Tampaknya saya keliru mengatakan bahwa badai amuk Hanifa sudah reda. Mungkin itu hanya angan-angan saya saja, harapan yang terlalu besar untuk disampirkan pada Hanifa. Dia tetap ingin mendominasi seluruh perhatian hanya untuk dia, masih belum siap berbagi, dan barangkali takkan pernah siap untuk itu.
Tadi malam angin ribut itu bertiup lagi. Kecemburuan Hanifa menyala hebat, dia benar-benar bikin pusing. Dia minta gendong pada saat Rasyad perlu menyusu, dia tidak mau membiarkan saya menggendong adiknya yang sedang menangis. Dia meledakkan tangisan yang sulit dihentikan. Kita tidak bisa tahu apa yang dapat meredakan tangisannya pada saat itu, karena semua yang kita lakukan tampak salah di matanya. Barangkali yang diinginkannya adalah penelantaran adiknya secara terang-terangan.
Memang kadang-kadang dia bisa bersikap sangat baik pada adiknya. Dia sesekali menunjukkan sikap ingin melindungi dan sangat peduli. Kalau saya terpaksa shalat sambil menggendong Rasyad, dia berpesan, "Rasyadnya jangan sampai jatuh ya, ibu." Kalau salah satu kaos kaki atau sarung tangan Rasyad terlepas, dia akan buru-buru mencarikannya dan memasangkannya kembali. Setelah Rasyad selesai menyusu, dia sering bertanya untuk memastikan apakah sendawanya sudah keluar. Dia mau dimintai tolong mengambilkan pampers atau barang ini-itu untuk keperluan adiknya. Belakangan dia mendesak ikut membantu mengganti pampers Rasyad dan menggendongnya.

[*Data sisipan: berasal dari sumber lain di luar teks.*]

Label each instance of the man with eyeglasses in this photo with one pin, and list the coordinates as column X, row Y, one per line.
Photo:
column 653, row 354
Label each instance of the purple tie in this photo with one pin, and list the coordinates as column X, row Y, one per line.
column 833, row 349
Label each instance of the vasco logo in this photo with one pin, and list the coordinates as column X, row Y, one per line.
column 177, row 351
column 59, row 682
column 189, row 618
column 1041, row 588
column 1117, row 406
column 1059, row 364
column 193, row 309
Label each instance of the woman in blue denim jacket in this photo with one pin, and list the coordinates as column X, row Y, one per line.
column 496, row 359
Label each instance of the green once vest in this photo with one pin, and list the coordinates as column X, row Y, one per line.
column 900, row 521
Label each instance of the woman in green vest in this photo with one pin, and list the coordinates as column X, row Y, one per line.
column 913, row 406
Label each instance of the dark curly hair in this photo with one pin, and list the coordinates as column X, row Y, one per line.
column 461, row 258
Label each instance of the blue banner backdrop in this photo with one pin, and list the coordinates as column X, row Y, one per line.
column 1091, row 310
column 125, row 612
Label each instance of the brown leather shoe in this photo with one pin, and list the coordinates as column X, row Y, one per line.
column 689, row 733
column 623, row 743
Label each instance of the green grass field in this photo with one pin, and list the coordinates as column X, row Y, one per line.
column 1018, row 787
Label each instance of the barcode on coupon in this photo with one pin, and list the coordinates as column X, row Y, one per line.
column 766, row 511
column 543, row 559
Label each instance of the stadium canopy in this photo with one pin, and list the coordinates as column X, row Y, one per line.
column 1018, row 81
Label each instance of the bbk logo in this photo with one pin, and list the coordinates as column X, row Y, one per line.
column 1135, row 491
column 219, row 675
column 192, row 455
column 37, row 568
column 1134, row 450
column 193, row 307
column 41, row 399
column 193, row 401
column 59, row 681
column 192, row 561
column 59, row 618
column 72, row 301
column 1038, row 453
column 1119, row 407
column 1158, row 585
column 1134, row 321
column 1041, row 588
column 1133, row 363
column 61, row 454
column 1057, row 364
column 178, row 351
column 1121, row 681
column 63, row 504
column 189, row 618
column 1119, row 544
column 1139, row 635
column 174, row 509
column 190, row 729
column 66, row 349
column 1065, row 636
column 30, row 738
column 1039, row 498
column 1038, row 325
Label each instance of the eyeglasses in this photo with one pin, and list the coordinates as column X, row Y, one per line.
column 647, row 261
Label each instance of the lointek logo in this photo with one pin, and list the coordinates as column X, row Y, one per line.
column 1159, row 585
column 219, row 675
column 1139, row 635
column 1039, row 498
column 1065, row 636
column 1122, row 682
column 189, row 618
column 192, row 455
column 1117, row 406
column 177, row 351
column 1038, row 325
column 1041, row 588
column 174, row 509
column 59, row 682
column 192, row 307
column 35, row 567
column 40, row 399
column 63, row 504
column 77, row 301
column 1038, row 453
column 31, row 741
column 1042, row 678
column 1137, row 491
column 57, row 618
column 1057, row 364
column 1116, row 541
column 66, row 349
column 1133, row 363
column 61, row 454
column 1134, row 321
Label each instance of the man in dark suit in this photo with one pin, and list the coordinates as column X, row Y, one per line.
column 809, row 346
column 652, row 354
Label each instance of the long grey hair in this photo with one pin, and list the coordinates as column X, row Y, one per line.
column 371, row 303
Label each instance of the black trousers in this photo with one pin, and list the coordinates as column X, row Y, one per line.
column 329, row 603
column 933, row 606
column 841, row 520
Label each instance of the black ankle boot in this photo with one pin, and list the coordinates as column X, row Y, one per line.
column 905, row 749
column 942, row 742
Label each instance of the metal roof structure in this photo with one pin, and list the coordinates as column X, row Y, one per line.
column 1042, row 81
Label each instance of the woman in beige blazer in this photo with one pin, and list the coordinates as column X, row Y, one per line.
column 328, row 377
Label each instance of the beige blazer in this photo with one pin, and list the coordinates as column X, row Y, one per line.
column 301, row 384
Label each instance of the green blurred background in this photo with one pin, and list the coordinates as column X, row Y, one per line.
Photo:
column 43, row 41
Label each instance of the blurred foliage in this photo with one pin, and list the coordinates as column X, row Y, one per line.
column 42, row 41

Tapi di lain waktu dia bisa berubah 180 derajat, tidak suka dengan kehadiran adiknya, tidak rela jika adiknya diberi sedikit perhatian. Dia menghentikan kegiatan yang sedang asyik dilakukannya kemudian menangis dan minta gendong persis pada saat adiknya mulai menangis dan perlu disusui. Dia memunculkan macam-macam permintaan yang sulit dipenuhi dalam keadaan terdesak, tapi keinginannya itu tidak bisa ditunda, perbuatannya tidak bisa dialihkan.
Ledakan tangisnya pada saat itu bukan bikin iba, tapi justru terasa repulsive. Semakin dia mendesak, semakin dia memancing rasa ingin menolak. Sungguh butuh kesabaran yang berlimpah ruah dalam menghadapinya. Saya harus berperang dengan ego sendiri untuk melayaninya, karena jika tidak cepat-cepat dilayani kemarahannya akan makin besar. Mas Budi bisa lebih sabar daripada saya dalam soal ini. Kesabarannya bikin saya ingin menangis. Mas Budi sepertinya selalu bisa menelan kemarahannya. Saya sekarang jadi bisa mengerti mengapa sampai terjadi banyak kasus child abuse. Kesabaran kita tidak selalu bisa tersedia dalam jumlah yang sepadan dengan yang dituntut oleh keadaan. Saya tidak ingin terpeleset ke sana, karena itu doa saya sekarang adalah agar Tuhan memberi saya limpahan energi baru dan kesabaran setiap hari.